In some regions, climate change has been causing tree lines to migrate to higher elevations. (As temperatures grow warmer at high elevations, cold-sensitive plants and animals can more readily survive and thrive.) But Koko suspected that winds also might have played a role in sculpting the oddly shaped tree line in her area. So, she did some lab tests and also collected data in the field.
Instead of using a wind tunnel, as Sara and Rachel had, Koko made some models and dragged them through a tank of water. Those tiny model trees were “planted” in a slab of Styrofoam and then turned upside down and submerged in the tank. She released droplets of ink into the water to highlight the flow patterns (her model for wind patterns) that were moving past her tiny models of clumped trees.
These data indicate that winds don’t just flow over and past trees, then move on. Instead, some swirl back into the protected area downwind of the clump. Koko suspects that such wind patterns could affect the buildup of snowdrifts and the scattering of seeds, among other things.
To check this out in the real world, she installed a couple of sophisticated weather stations near one tree island along her favorite hiking route. Those instruments measured things such as temperature, humidity and the wind speeds at two different heights above ground. She placed one station a few meters (yards) upwind of the tree island. She put the other just downwind of the clump.
Data from these field sites backed up the results of her water-tank tests. On the upwind side of the clump, wind speeds were higher than on the downwind — or protected — side of the tree island. “That dramatically affected how the trees were shaped,” says Koko. On wind-blasted sides of the trees, especially those along the edge of the clump, branches were shorter and weirdly shaped.
Trees along the upwind edge of the clump weren’t taller than the others. But based on the appearance of their bark, they were older than other trees in the island.
That, in turn, suggests that the older trees’ seeds had been carried downwind. Yet the tree island that Koko studied included only mature trees and not any seedlings. The teen plans to further study the issue. Even though the downwind sides of tree islands are protected from the wind, it’s possible that any snowdrifts that accumulate and persist there may stifle the growth of seedlings.

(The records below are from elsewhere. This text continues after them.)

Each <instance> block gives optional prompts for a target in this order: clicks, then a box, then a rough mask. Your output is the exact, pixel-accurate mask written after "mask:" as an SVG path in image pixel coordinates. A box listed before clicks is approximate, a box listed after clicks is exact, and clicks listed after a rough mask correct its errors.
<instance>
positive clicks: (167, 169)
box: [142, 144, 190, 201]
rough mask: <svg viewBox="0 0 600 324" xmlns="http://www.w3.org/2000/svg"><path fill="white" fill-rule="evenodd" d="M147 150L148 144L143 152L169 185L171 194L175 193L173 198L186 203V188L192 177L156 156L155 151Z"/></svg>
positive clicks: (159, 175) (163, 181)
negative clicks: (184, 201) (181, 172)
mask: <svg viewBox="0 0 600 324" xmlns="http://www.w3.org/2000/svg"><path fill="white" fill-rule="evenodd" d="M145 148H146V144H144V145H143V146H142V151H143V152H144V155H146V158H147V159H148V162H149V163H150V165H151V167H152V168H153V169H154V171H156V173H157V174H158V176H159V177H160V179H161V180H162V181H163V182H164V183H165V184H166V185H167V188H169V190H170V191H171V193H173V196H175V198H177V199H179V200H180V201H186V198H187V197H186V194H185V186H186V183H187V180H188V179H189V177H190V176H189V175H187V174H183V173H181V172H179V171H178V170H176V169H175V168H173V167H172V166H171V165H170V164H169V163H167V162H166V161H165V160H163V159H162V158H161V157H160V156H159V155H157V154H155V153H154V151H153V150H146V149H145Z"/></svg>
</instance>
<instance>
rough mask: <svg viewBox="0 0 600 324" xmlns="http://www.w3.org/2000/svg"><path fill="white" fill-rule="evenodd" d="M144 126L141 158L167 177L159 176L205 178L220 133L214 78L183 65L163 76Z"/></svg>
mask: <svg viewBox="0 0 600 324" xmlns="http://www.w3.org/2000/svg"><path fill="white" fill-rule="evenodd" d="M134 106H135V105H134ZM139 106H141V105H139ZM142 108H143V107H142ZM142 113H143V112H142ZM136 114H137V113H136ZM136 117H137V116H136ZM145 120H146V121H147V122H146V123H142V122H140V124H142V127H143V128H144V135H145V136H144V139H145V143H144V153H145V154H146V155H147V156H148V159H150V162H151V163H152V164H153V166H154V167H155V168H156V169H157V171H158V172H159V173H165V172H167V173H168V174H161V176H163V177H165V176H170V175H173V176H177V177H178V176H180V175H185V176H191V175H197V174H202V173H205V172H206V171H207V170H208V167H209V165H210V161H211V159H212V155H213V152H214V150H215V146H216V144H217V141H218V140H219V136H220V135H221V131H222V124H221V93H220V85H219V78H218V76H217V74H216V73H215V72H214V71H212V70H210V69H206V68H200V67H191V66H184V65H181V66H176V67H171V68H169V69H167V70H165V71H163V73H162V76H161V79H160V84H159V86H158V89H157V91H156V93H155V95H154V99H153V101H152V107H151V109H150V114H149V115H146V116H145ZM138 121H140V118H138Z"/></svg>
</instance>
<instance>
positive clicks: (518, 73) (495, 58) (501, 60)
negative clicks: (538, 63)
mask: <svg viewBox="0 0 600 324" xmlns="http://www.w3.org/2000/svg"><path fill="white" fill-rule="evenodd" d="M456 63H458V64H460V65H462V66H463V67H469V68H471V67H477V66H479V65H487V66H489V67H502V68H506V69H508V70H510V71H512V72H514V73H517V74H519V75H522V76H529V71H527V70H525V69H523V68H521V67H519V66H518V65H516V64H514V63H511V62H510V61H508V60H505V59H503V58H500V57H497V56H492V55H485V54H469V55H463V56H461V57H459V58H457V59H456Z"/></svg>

If you’ve ever watched a weather vane (or simply stood outside on a breezy day), you know that winds are fickle. They arrive from one direction in one moment and then a different one soon after. Not only that, but their speed changes from one moment to the next. Computer models of airflow are either way too crude to give good results, or they’re so complicated they seemingly take forever to run. So, for the near future, scientists and engineers everywhere — including researchers like Sara, Rachel and Koko — will be using wind tunnels and water tanks to make sure that their experiments give consistent results.